Friday, January 20, 2006

Lung Cancer Alliance Report Card on Lung Cancer Gives Many Failing Grades

A report card on lung cancer issued yesterday by the Lung Cancer Alliance gave failing grades for failure to make progress in eradicating the disease in several areas including:
  • number of deaths (163,510 in 2005);
  • five-year survival rate (only 15%);
  • proportion of late-stage diagnoses (70%);
  • overall federal commitment; and
  • number of newly-addicted youth smokers (2000 a day).
According to the press release: "“Lung cancer is the most lethal of all major cancers. This Report Card on Lung Cancer will put public health leaders and the American public on notice that it is time to change this. The Report Card on Lung Cancer will evaluate progress utilizing key benchmarks annually in the battle to eradicate this disease.

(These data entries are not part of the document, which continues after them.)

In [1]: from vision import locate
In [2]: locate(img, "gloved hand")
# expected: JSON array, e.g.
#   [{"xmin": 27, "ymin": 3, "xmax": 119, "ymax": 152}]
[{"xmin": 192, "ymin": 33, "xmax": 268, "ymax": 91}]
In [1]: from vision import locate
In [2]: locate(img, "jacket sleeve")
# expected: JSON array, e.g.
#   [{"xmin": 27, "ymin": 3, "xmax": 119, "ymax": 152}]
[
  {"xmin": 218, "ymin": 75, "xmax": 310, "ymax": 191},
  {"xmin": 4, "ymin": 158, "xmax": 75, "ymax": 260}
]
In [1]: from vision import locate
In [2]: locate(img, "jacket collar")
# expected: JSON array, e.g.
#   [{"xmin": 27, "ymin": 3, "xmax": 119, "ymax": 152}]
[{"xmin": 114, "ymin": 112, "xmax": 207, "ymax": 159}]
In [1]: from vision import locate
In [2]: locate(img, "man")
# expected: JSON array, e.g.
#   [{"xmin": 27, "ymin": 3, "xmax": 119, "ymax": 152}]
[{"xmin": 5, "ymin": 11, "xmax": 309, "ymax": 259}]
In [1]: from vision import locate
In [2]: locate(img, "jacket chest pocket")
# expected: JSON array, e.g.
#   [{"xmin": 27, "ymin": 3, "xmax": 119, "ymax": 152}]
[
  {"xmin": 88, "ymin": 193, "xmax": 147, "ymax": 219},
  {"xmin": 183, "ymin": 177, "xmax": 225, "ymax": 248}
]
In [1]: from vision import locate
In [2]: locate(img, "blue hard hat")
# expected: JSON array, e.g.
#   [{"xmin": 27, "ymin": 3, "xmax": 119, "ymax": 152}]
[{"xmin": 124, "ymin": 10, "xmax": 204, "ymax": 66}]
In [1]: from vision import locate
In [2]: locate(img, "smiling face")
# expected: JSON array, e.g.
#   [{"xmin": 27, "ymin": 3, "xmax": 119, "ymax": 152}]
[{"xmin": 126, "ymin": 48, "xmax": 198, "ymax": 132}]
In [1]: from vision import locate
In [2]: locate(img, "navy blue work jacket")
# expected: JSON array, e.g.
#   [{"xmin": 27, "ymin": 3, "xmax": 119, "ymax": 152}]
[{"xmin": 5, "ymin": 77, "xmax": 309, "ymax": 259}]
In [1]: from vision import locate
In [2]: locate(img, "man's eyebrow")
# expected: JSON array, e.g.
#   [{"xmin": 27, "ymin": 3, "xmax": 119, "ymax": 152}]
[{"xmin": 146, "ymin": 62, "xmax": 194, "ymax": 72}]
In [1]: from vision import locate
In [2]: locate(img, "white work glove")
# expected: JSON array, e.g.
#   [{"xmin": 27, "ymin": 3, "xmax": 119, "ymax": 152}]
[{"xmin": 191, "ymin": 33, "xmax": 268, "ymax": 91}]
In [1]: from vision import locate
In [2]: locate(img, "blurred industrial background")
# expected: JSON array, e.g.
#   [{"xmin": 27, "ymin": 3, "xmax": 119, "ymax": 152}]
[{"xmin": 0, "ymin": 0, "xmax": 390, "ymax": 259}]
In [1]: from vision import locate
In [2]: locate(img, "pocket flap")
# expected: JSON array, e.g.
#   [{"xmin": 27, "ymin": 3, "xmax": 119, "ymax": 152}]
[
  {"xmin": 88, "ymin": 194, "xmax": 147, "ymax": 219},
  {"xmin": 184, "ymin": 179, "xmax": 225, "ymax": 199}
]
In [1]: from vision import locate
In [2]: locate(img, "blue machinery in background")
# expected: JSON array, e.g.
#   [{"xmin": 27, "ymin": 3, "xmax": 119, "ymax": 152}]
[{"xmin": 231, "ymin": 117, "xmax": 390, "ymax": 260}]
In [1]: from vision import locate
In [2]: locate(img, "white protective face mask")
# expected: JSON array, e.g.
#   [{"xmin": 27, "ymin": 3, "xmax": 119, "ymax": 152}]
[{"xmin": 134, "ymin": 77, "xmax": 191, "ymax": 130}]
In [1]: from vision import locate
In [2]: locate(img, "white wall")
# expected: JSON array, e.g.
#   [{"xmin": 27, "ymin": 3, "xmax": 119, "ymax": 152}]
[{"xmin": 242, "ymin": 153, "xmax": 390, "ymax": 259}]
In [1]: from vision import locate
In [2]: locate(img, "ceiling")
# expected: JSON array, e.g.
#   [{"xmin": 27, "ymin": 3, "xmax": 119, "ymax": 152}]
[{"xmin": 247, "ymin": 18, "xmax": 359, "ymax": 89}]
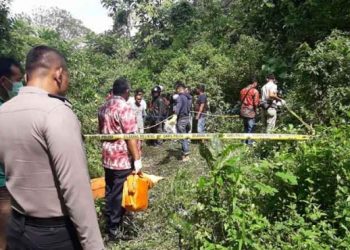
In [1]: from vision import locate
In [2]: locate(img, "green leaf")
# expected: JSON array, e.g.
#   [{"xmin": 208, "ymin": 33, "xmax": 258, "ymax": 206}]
[{"xmin": 276, "ymin": 172, "xmax": 298, "ymax": 185}]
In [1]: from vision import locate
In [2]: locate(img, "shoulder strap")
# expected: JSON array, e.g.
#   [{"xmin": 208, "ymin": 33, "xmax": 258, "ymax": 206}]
[{"xmin": 242, "ymin": 87, "xmax": 253, "ymax": 104}]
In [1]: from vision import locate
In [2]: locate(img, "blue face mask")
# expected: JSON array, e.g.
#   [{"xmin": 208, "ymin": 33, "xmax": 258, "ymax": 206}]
[{"xmin": 7, "ymin": 82, "xmax": 23, "ymax": 99}]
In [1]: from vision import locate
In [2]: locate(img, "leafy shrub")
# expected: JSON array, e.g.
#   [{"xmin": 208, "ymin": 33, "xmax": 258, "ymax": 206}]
[
  {"xmin": 293, "ymin": 31, "xmax": 350, "ymax": 124},
  {"xmin": 175, "ymin": 126, "xmax": 350, "ymax": 249}
]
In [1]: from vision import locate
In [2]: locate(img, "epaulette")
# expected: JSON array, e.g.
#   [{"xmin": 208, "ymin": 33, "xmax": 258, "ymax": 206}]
[{"xmin": 48, "ymin": 94, "xmax": 72, "ymax": 107}]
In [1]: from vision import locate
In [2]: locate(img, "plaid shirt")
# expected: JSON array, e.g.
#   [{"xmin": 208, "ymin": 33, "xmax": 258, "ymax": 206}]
[
  {"xmin": 98, "ymin": 96, "xmax": 137, "ymax": 170},
  {"xmin": 240, "ymin": 85, "xmax": 260, "ymax": 118}
]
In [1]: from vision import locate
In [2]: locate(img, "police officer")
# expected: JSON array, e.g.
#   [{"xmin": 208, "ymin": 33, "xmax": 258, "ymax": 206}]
[
  {"xmin": 149, "ymin": 86, "xmax": 168, "ymax": 146},
  {"xmin": 0, "ymin": 57, "xmax": 23, "ymax": 249},
  {"xmin": 0, "ymin": 46, "xmax": 104, "ymax": 250}
]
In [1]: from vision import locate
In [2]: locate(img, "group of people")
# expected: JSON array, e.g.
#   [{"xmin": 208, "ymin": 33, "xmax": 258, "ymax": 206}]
[
  {"xmin": 240, "ymin": 74, "xmax": 286, "ymax": 145},
  {"xmin": 0, "ymin": 46, "xmax": 284, "ymax": 250},
  {"xmin": 0, "ymin": 45, "xmax": 207, "ymax": 250},
  {"xmin": 118, "ymin": 79, "xmax": 208, "ymax": 161}
]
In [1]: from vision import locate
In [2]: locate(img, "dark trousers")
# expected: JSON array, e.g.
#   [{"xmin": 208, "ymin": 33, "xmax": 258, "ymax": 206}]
[
  {"xmin": 176, "ymin": 116, "xmax": 190, "ymax": 155},
  {"xmin": 243, "ymin": 117, "xmax": 255, "ymax": 145},
  {"xmin": 7, "ymin": 212, "xmax": 82, "ymax": 250},
  {"xmin": 151, "ymin": 120, "xmax": 164, "ymax": 145},
  {"xmin": 105, "ymin": 168, "xmax": 133, "ymax": 235}
]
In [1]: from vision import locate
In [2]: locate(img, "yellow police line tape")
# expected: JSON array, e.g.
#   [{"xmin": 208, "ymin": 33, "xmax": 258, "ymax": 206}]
[{"xmin": 84, "ymin": 133, "xmax": 312, "ymax": 141}]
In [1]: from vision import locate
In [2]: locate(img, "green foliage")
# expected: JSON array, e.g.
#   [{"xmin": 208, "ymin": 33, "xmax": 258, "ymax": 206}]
[
  {"xmin": 294, "ymin": 31, "xmax": 350, "ymax": 124},
  {"xmin": 178, "ymin": 126, "xmax": 350, "ymax": 249}
]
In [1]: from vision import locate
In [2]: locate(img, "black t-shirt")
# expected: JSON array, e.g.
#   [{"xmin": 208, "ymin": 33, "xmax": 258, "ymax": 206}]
[{"xmin": 195, "ymin": 93, "xmax": 208, "ymax": 113}]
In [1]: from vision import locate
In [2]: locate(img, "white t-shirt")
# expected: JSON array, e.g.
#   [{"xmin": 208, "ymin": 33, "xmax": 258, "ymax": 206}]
[
  {"xmin": 261, "ymin": 81, "xmax": 277, "ymax": 104},
  {"xmin": 127, "ymin": 96, "xmax": 147, "ymax": 110},
  {"xmin": 127, "ymin": 97, "xmax": 147, "ymax": 133}
]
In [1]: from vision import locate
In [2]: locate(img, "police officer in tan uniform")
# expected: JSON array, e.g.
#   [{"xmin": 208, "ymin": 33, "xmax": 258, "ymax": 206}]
[{"xmin": 0, "ymin": 46, "xmax": 104, "ymax": 250}]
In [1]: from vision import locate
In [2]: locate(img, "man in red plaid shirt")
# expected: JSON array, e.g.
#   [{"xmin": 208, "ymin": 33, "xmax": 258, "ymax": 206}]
[
  {"xmin": 240, "ymin": 79, "xmax": 260, "ymax": 145},
  {"xmin": 98, "ymin": 78, "xmax": 142, "ymax": 240}
]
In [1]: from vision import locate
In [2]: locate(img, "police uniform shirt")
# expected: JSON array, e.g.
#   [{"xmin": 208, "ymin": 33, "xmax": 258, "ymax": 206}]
[{"xmin": 0, "ymin": 87, "xmax": 104, "ymax": 250}]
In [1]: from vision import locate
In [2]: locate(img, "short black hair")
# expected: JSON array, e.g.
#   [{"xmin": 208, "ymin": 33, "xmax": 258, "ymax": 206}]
[
  {"xmin": 0, "ymin": 57, "xmax": 22, "ymax": 77},
  {"xmin": 267, "ymin": 74, "xmax": 276, "ymax": 80},
  {"xmin": 26, "ymin": 45, "xmax": 67, "ymax": 77},
  {"xmin": 113, "ymin": 77, "xmax": 130, "ymax": 95},
  {"xmin": 175, "ymin": 81, "xmax": 186, "ymax": 89},
  {"xmin": 197, "ymin": 84, "xmax": 205, "ymax": 92},
  {"xmin": 135, "ymin": 88, "xmax": 145, "ymax": 95}
]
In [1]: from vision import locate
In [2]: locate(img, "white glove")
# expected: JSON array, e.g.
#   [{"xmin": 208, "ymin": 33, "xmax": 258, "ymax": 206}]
[
  {"xmin": 168, "ymin": 115, "xmax": 177, "ymax": 125},
  {"xmin": 134, "ymin": 159, "xmax": 142, "ymax": 174}
]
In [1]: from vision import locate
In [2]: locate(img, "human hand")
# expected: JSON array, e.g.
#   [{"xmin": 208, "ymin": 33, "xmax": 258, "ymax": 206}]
[
  {"xmin": 169, "ymin": 115, "xmax": 177, "ymax": 125},
  {"xmin": 134, "ymin": 159, "xmax": 142, "ymax": 174}
]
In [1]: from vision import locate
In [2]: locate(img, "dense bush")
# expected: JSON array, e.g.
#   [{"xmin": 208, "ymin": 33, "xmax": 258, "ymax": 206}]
[{"xmin": 176, "ymin": 126, "xmax": 350, "ymax": 249}]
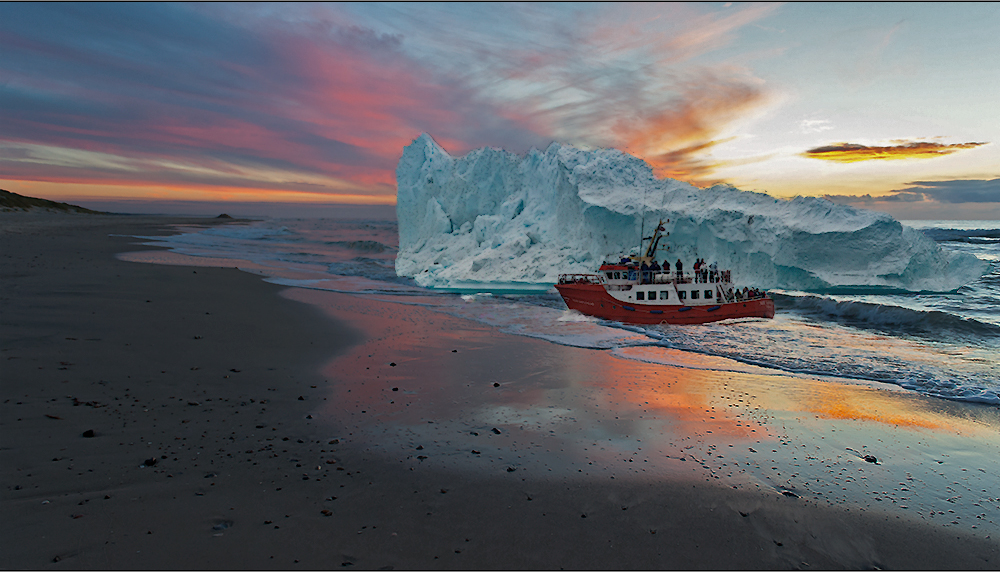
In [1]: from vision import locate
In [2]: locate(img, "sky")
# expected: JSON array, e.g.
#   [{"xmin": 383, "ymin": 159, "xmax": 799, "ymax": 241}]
[{"xmin": 0, "ymin": 2, "xmax": 1000, "ymax": 220}]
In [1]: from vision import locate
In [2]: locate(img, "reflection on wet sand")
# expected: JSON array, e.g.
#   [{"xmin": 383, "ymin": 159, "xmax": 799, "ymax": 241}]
[{"xmin": 284, "ymin": 290, "xmax": 1000, "ymax": 534}]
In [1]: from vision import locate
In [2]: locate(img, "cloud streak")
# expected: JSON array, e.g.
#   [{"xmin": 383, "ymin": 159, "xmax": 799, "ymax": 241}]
[
  {"xmin": 824, "ymin": 179, "xmax": 1000, "ymax": 206},
  {"xmin": 801, "ymin": 141, "xmax": 988, "ymax": 163}
]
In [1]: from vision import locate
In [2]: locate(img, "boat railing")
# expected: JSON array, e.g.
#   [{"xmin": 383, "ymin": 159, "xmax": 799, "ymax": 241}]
[
  {"xmin": 640, "ymin": 270, "xmax": 731, "ymax": 284},
  {"xmin": 559, "ymin": 274, "xmax": 601, "ymax": 284}
]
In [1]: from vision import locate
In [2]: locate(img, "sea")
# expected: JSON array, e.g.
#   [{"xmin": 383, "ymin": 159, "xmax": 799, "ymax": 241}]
[{"xmin": 123, "ymin": 218, "xmax": 1000, "ymax": 405}]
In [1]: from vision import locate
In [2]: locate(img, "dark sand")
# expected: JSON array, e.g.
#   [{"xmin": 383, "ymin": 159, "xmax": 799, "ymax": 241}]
[{"xmin": 0, "ymin": 213, "xmax": 1000, "ymax": 569}]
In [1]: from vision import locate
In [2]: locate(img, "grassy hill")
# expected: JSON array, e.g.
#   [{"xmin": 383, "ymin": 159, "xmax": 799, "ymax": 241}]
[{"xmin": 0, "ymin": 189, "xmax": 107, "ymax": 214}]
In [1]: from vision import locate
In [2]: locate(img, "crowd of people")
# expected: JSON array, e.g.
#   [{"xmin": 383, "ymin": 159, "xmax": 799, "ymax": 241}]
[
  {"xmin": 728, "ymin": 286, "xmax": 767, "ymax": 302},
  {"xmin": 636, "ymin": 258, "xmax": 729, "ymax": 284}
]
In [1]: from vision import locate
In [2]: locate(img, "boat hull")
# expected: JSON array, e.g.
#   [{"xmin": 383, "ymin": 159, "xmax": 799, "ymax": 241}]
[{"xmin": 555, "ymin": 284, "xmax": 774, "ymax": 324}]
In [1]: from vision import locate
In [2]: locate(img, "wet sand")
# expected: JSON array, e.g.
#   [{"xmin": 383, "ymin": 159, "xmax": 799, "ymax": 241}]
[{"xmin": 0, "ymin": 213, "xmax": 1000, "ymax": 569}]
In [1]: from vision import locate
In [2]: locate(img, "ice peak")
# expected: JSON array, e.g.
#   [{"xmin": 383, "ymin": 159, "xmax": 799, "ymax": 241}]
[{"xmin": 396, "ymin": 137, "xmax": 986, "ymax": 291}]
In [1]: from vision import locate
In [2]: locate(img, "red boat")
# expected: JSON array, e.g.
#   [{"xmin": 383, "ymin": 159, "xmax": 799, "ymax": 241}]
[{"xmin": 555, "ymin": 223, "xmax": 774, "ymax": 324}]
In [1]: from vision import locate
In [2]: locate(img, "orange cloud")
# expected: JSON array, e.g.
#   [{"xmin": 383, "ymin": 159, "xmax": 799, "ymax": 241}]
[
  {"xmin": 616, "ymin": 73, "xmax": 769, "ymax": 183},
  {"xmin": 802, "ymin": 141, "xmax": 987, "ymax": 163}
]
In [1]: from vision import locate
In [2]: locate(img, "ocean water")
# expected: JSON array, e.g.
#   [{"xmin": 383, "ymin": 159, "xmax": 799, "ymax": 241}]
[{"xmin": 123, "ymin": 219, "xmax": 1000, "ymax": 405}]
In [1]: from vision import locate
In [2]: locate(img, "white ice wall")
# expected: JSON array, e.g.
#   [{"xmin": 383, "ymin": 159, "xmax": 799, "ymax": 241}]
[{"xmin": 396, "ymin": 134, "xmax": 987, "ymax": 291}]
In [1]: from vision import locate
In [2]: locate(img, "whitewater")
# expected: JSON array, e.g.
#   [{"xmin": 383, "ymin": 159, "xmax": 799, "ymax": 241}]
[{"xmin": 121, "ymin": 138, "xmax": 1000, "ymax": 405}]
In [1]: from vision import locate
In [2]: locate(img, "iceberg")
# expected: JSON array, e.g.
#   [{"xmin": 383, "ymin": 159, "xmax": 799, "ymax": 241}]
[{"xmin": 396, "ymin": 133, "xmax": 988, "ymax": 292}]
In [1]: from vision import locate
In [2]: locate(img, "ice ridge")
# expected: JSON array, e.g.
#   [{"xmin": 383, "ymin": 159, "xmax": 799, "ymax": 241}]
[{"xmin": 396, "ymin": 133, "xmax": 988, "ymax": 292}]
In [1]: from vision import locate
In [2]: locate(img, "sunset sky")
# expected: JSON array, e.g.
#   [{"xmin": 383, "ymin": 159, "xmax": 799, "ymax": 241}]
[{"xmin": 0, "ymin": 3, "xmax": 1000, "ymax": 219}]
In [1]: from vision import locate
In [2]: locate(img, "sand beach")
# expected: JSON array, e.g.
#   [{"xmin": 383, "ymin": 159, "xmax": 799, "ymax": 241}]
[{"xmin": 0, "ymin": 212, "xmax": 1000, "ymax": 569}]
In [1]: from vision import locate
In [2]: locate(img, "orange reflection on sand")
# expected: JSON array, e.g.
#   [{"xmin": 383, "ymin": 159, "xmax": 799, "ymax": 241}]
[
  {"xmin": 802, "ymin": 384, "xmax": 955, "ymax": 430},
  {"xmin": 595, "ymin": 359, "xmax": 768, "ymax": 439}
]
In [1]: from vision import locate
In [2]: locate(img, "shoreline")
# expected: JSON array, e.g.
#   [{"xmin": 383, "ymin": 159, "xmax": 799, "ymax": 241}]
[{"xmin": 0, "ymin": 214, "xmax": 1000, "ymax": 569}]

'Lung cancer is the leading cause of cancer death in men and women,' said Paul A. Bunn, Jr., MD, Professor of Medicine and Director of the University of the Colorado Cancer Center (UCCC); former President of the American Society of Clinical Oncology (ASCO); Member, Board of Directors, The Lung Cancer Alliance. 'We have made insufficient progress in this dreaded disease in part due to a lack of resources. Hopefully, it will encourage our public health leaders to come together to develop an overall plan with a sense of urgency to increase lung cancer'’s survivorship.'"”

The Rest of the Story

While I have been critical in the past of a number of actions the Lung Cancer Alliance has taken (mainly related to what I felt was an attempt to downplay the significance of smoking in addressing the lung cancer epidemic), I have nothing but praise for the Alliance's Report Card on Lung Cancer.

I think the Report Card presents a focused, yet balanced view of the dismal efforts we have made to try to both prevent and better treat this devastating disease.

And I want to highlight the fact that the Lung Cancer Alliance has specifically included a focus on prevention of smoking, providing evidence that it really is concerned about smoking as an important aspect of the lung cancer problem.

The Lung Cancer Alliance is to be congratulated for providing this poignant reminder that we can sit idly back while more than 160,000 Americans die each year from a disease that could largely be prevented, and where not prevented, should be able to be either diagnosed earlier or treated more effectively.